2) Exceptions resulting from the code are easy to track down.

Problems in Imperative programming?

Imperative programming is a programming paradigm that uses a sequential execution model and blocking I/O.

1) The problem in Imperative programming arises from the fact that threads in this model are blocked for longer than necessary.

2) Imperative programs will always be vulnerable to data races because they contain mutable variables. (Not the focus of this article)

In blocking application servers like those based on Java Servlet < 3.0, such as Tomcat 7 or earlier, one thread is usually dedicated to a user request. This thread takes care of the entire request and will be released only once the request is complete and the response is returned back to the user.

In the diagram above, you can see a User request thread in execution from top to down vertically, with the green part representing CPU execution and the red part indicating the time the thread is blocked/waiting for a database/service call for data.

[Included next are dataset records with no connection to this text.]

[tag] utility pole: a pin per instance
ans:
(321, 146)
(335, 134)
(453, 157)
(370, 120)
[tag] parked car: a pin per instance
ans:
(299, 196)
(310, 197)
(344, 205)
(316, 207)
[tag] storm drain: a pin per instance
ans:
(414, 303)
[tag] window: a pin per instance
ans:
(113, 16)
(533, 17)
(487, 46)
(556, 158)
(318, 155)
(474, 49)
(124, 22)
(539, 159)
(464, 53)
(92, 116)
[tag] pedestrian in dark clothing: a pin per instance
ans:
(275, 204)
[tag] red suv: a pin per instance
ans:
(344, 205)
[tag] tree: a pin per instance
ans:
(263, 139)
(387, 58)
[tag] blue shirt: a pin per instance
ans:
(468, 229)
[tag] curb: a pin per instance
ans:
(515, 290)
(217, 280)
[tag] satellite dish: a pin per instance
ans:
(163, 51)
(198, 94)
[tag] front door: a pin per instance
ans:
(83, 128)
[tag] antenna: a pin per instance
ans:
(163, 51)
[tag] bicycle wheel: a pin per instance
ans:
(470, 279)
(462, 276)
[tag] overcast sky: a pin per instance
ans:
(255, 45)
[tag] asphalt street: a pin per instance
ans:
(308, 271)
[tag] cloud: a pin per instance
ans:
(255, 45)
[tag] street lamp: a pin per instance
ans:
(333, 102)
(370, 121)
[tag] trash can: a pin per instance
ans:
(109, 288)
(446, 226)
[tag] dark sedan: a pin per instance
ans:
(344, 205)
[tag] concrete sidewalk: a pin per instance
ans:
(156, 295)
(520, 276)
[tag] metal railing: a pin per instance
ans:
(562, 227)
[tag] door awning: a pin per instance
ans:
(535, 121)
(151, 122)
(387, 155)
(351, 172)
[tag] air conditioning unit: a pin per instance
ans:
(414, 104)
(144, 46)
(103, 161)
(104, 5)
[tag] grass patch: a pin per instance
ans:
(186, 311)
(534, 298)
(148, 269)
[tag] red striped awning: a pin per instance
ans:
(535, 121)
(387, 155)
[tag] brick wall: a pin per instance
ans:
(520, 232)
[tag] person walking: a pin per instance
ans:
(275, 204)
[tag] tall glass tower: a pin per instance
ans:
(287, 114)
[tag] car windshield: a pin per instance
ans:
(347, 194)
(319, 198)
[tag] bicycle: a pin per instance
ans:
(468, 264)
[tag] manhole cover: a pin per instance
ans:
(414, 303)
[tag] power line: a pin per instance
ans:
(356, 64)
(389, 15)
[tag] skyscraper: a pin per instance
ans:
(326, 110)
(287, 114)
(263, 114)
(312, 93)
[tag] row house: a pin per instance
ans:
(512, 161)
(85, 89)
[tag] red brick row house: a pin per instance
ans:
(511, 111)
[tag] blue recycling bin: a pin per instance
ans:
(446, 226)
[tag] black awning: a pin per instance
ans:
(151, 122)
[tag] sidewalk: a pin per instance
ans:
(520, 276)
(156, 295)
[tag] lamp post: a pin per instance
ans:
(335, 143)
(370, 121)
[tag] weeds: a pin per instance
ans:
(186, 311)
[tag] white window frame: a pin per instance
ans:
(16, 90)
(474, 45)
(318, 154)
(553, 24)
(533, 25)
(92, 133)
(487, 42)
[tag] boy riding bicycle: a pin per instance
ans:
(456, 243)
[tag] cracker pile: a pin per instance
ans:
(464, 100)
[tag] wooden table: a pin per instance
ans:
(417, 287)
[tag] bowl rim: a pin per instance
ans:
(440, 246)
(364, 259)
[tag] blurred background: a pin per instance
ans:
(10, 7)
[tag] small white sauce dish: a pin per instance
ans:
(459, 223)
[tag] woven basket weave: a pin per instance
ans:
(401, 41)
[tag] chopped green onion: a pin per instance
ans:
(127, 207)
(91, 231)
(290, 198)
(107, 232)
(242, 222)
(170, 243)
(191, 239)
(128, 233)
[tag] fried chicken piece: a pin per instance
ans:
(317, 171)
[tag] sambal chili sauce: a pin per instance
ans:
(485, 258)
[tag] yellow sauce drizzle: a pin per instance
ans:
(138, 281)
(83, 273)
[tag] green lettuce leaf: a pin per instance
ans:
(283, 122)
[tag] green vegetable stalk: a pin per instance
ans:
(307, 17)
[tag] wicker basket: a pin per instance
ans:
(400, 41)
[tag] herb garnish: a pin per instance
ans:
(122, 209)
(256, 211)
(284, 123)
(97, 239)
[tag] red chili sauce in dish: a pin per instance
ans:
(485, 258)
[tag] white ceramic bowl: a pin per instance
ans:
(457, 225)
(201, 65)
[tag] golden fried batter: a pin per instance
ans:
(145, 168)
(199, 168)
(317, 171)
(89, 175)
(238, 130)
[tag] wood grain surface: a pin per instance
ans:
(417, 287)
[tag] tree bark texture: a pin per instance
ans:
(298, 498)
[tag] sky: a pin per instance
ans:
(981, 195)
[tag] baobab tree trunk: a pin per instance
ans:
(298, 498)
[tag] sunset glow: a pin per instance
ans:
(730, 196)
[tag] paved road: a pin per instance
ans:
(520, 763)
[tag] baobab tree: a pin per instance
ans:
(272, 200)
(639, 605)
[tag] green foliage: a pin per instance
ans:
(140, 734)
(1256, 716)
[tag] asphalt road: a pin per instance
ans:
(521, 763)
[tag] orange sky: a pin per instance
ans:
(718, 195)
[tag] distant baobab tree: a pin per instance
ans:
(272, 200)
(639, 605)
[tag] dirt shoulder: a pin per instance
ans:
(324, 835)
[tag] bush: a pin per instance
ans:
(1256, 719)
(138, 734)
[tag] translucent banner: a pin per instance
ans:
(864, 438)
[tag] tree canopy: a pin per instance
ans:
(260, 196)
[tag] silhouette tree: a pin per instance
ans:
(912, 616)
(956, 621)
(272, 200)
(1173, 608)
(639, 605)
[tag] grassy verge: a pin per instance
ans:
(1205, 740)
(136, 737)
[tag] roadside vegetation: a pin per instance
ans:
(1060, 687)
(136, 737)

Traditional platform (non-virtual) threads are expensive, as by default, these threads use 1 MB of stack memory, setting an upper limit on the number of threads running in the JVM at a time.

So if the application receives a large number of concurrent requests, it requires a large number of user request threads. One solution to this is maintaining a thread pool. Tomcat, by default, maintains a thread pool of 200 threads, and also, we can scale the application horizontally or vertically to handle the large number of concurrent requests.

How to solve this?

1) Asynchronous Blocking design

One way to improve on the previous "Synchronous Blocking design" is to parallelize some of the tasks that were previously running serially. For example, running database queries and service calls in parallel in separate platform (non-virtual) threads of their own.

In this case, the user request thread will start two new platform threads - one to fetch data from the DB and one to fetch data from the service. The user request thread will then block to retrieve data from both and merge them to send it back to the user.

One way to achieve this in Java is to pass a Callable or Runnable to ExecutorService and utilizing Future.

This approach will definitely improve the performance, as two calls are performed in parallel. However, this is now utilizing three instead of one platform thread. Hence, there may be a short period of time during request execution where there will be thread overhead.

2) Async Servlet & CompletableFuture

We can further improve the above-mentioned solutions (where platform threads are blocked most of the time doing nothing) using Servlet 3.0 (Async Servlet).

With Servlet 3.0 (Async Servlet) and and Java 8's introduction of CompletableFuture, it is possible to create Reactive pipelines using one thread (user request thread) and actually execute the task using other threads, while the user request thread can exit just after creating the pipeline and two new threads.

Even this approach partially solves the problem, as calls to the DB and service are still blocking.

3) Reactive - Async Servlet & NIO (Servelt 3.1)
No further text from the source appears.